Considéré comme le roi mondial de l'harmonica, le musicien belge Toots Thielemans a décidé, à 91 ans, de mettre un terme à une longue carrière internationale qui l'a vu jouer aux côtés des plus grands noms du jazz.

Auteur en 1962 de Bluesette, un morceau devenu un standard du jazz auquel il doit en grande partie sa renommée internationale, Jean-Baptiste Frédéric Isidore, dit «Toots», Thielemans ne se sent «plus suffisamment en forme pour assurer un concert complet», a expliqué son impresario, Veerle Van de Poel.Né le 29 avril 1922 à Bruxelles dans le quartier populaire des Marolles, où ses parents tenaient un estaminet, l'éternel moustachu, qui est aussi guitariste de talent, est le premier musicien à avoir donné ses lettres de noblesse à l'harmonica chromatique, ce petit instrument de 15 cm de long, difficile à maîtriser.

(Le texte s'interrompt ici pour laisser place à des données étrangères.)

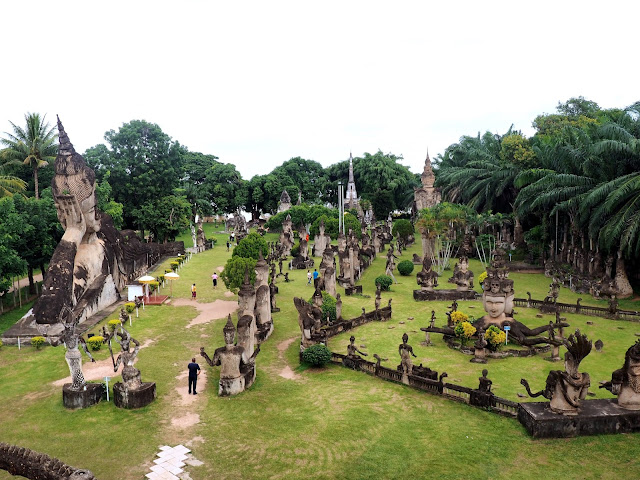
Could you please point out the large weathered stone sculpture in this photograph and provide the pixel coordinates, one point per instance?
(310, 322)
(132, 392)
(625, 382)
(79, 393)
(406, 352)
(26, 463)
(93, 261)
(427, 278)
(565, 390)
(264, 323)
(237, 371)
(426, 196)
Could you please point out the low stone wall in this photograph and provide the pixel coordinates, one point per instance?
(451, 391)
(381, 315)
(450, 295)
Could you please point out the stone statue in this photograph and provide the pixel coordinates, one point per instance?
(130, 374)
(406, 352)
(565, 390)
(24, 462)
(93, 261)
(310, 322)
(427, 278)
(352, 350)
(72, 340)
(625, 382)
(484, 383)
(236, 368)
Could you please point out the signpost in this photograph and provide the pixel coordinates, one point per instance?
(506, 332)
(106, 379)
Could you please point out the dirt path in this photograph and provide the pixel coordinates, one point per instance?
(207, 311)
(287, 372)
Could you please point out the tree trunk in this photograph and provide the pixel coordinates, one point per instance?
(622, 282)
(35, 180)
(32, 287)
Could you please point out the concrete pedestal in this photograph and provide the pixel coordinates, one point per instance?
(595, 417)
(137, 398)
(90, 395)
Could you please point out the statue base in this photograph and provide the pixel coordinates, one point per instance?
(428, 295)
(264, 331)
(351, 290)
(91, 394)
(135, 398)
(594, 418)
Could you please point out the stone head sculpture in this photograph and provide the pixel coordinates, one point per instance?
(74, 182)
(229, 332)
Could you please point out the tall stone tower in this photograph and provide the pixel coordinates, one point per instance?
(351, 199)
(426, 196)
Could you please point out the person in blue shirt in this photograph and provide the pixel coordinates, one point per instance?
(194, 371)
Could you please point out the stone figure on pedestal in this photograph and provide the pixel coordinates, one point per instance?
(625, 382)
(565, 390)
(237, 370)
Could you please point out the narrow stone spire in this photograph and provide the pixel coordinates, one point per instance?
(65, 147)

Toots a découvert l'harmonica en 1938, à l'âge de 16 ans. D'abord séduit par la musique entraînante de Ray Ventura, il est piqué par le virus du jazz pendant la Seconde Guerre mondiale et, guitare à la main, prend pour modèle le manouche Django Reinhardt.

Au tournant des années 1950, il s'installe aux États-Unis, où il accompagne le saxophoniste Charlie Parker. Il revient en Europe pour une tournée aux côtés du célèbre clarinettiste new-yorkais Benny Goodman.

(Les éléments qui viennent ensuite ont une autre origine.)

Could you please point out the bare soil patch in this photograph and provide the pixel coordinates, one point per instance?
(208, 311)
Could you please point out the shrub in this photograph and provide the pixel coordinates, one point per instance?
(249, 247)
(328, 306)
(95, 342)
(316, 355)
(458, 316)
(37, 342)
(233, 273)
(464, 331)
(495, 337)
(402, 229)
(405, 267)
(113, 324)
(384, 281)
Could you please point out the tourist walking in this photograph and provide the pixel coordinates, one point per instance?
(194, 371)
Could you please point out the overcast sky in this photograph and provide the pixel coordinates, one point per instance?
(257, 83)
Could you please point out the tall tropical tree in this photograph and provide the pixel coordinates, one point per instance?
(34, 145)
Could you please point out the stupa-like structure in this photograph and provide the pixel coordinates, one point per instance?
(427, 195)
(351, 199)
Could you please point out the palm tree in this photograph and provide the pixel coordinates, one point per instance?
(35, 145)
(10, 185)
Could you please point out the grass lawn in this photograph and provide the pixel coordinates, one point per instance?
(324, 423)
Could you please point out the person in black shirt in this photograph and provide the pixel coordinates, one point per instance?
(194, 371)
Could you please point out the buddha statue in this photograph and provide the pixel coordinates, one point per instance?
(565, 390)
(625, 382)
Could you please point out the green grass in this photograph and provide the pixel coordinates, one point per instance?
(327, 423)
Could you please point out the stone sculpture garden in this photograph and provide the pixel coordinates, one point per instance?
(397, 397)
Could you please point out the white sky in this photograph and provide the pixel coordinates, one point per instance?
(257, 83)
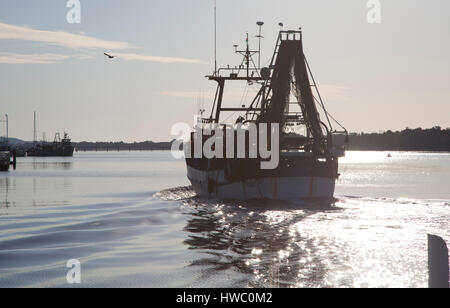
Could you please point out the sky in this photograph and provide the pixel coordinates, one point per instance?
(373, 77)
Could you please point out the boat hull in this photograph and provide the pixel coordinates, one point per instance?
(298, 184)
(4, 161)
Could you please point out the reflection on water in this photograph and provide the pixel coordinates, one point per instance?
(59, 165)
(113, 212)
(255, 238)
(355, 242)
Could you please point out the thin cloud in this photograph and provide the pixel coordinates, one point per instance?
(138, 57)
(334, 93)
(47, 58)
(72, 41)
(58, 38)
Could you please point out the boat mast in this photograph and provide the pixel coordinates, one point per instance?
(34, 131)
(215, 37)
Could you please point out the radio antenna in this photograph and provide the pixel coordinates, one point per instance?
(215, 37)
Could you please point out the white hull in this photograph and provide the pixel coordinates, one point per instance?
(279, 188)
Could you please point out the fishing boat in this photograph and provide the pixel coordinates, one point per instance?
(307, 147)
(4, 160)
(59, 147)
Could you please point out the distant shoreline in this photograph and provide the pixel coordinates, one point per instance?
(409, 140)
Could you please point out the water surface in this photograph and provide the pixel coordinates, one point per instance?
(132, 220)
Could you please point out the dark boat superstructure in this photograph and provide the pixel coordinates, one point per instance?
(59, 147)
(308, 161)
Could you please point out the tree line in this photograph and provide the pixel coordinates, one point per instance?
(432, 139)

Après le succès de Bluesette en 1962, il joue à l'harmonica le thème du film Midnight Cowboy, de John Schlesinger (1969) et, plus tard, celui de Jean de Florette, de Claude Berri (1986).

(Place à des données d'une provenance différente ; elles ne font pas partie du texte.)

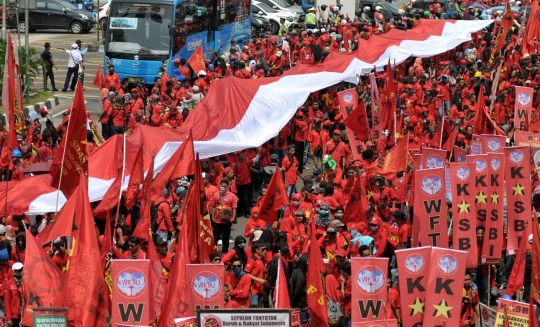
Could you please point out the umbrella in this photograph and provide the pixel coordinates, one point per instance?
(40, 167)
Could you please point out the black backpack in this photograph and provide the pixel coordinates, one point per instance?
(154, 208)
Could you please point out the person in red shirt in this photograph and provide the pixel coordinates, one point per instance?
(223, 209)
(240, 283)
(163, 219)
(112, 79)
(289, 165)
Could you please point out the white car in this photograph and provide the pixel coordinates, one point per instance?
(103, 14)
(273, 15)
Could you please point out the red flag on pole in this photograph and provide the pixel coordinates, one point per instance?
(394, 160)
(282, 289)
(175, 302)
(10, 103)
(43, 282)
(136, 178)
(357, 121)
(70, 158)
(316, 296)
(517, 276)
(111, 197)
(274, 199)
(98, 79)
(85, 288)
(141, 231)
(357, 206)
(196, 61)
(181, 163)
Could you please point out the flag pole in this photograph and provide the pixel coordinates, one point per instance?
(123, 176)
(64, 152)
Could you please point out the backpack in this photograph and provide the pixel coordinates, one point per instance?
(154, 209)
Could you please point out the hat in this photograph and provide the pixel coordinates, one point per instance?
(340, 253)
(160, 241)
(257, 235)
(399, 214)
(17, 266)
(337, 223)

Monument dans le monde du jazz, il joue également avec Ella Fitzgerald, Quincy Jones, Bill Evans, Frank Sinatra, Ray Charles, Larry Schneider, Oscar Peterson.

Fait baron en 2001 par le roi Albert II, il est l'un des Belges les plus célèbres, l'égal aux yeux de ses compatriotes d'Eddy Merckx dans le domaine sportif.

«Ne pas décevoir son public»

En 2012, et malgré une santé déjà chancelante, il triomphe à nouveau au Palais des beaux-arts de Bruxelles lors d'un concert célébrant son 90e anniversaire, avant de reprendre une tournée qui le conduira aux États-Unis et au Japon.

«Il a élevé l'harmonica au pinacle artistique et il est devenu un maître dans le choix des notes idéales», avait alors salué le guitariste brésilien Oscar Castro-Neves, qui l'accompagnait régulièrement.

«Je peux affirmer sans hésitation que Toots est un des plus grands musiciens de notre temps. Il joue avec son coeur et vous fait pleurer. On a travaillé ensemble tant de fois que je ne peux les compter et j'ai toujours voulu en faire davantage avec lui», avait déclaré Quincy Jones, cité par le journal belge Le Soir.

Mais aujourd'hui, sentant ses forces diminuer et «afin de ne pas décevoir son public, il a décidé d'annuler tous ses concerts», dont des représentations prévues jeudi et vendredi à Anvers, a expliqué son impresario.

«M. Thielemans souhaite désormais bénéficier d'un repos qu'il a bien mérité. Il peut se retourner sur une belle et très réussie carrière internationale», a-t-elle souligné, assurant qu'il ne reviendrait pas sur scène ni dans un studio d'enregistrement.

Il espère qu'on gardera de lui «l'image d'un «ket» (petit gars) de Bruxelles devenu citoyen du monde», a ajouté Mme Van de Poel.

«Merci Toots! Tu nous as offert de nombreux moments magiques», a réagi sur Twitter le Premier ministre belge Elio Di Rupo.

En 2009, les États-Unis lui ont accordé le «jazz master award», une distinction rare pour un Européen, et l'Académie Charles Cros lui a décerné en 2012 un prix in honorem pour l'ensemble de sa carrière.